Bu gün küçük yaşta kız çocuklarına ve erkek çocuklarına yapılan gayri ahlaki muamele bu şehirde yok mu zannediyorsunuz ?
Bu gün çeteler sadece dizilerde mi zannediyorsunuz? Ve daha sayamadığımız birçok sorun kapımıza dayanmış..
Suç ve suçlu hep sokağa terk edilen insan yerine koymadığımız bireylerde mi yoksa onların bu hale gelmesine büyük katkı sağlayan bizlerde mi?
Sorunlu bireylere hiç kimse sahip çıkmıyor, sorunlu çocuklar dışlanıyor, sorunlu çocuklar suç işlemeye sevk ediliyor, sorunlu çocuklar suç işlemek için zorlanıyor. Toplumda ve insan yetiştirmekle birinci derece sorumlu olan kurum ve kişiler bu olaya çanak tutuyor.
Neden derseniz insana insan olarak yaklaşmıyor. İnsanı kendilerine göre kategoriye koymuşlar. Başarılı olanlar, zeki olanlar değerli, başarısız onlalar sorunlu olanlar ise tukaka öyle değil mi?
Toplumda başarılı insanları yetiştirmeye geleceğimiz adına mecbursak; başarısız bireylerle ilgilenmek geleceğimiz adına yapmak zorunda görev değil mi?
Bu toplumda suçları kim işliyor. Bizim sorunlu diye bir kenara ittiğimiz insan olarak bakmadığımız insanlar tarafından işlenmiyor mu?
İşlenen bu suçlar geleceğimiz adına bize topluma endişe vermiyor mu? Ne zaman ki toplumu sarsacak bir suç işlendiği zaman irkilip nereye gidiyoruz? Kaçış nereye? Deme ihtiyacı hissediyoruz.

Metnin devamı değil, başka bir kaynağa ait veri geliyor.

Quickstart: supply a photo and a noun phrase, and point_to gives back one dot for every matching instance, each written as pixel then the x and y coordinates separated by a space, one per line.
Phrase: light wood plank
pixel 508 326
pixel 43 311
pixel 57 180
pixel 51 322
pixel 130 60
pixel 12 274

Belki diğer zamanlarda ise bana dokunmayan yılan bin yaşasın diyeceğiz... Bu gün sana dokunmayan bu yılan gelecekte sevdiklerine dokunacak. Gelecek ne kadar başarılı gençler yetiştirmekten geçsede başarısızlara sahip çıkmadığımız müddetçe bu başarılılar hep tehlikede demektir?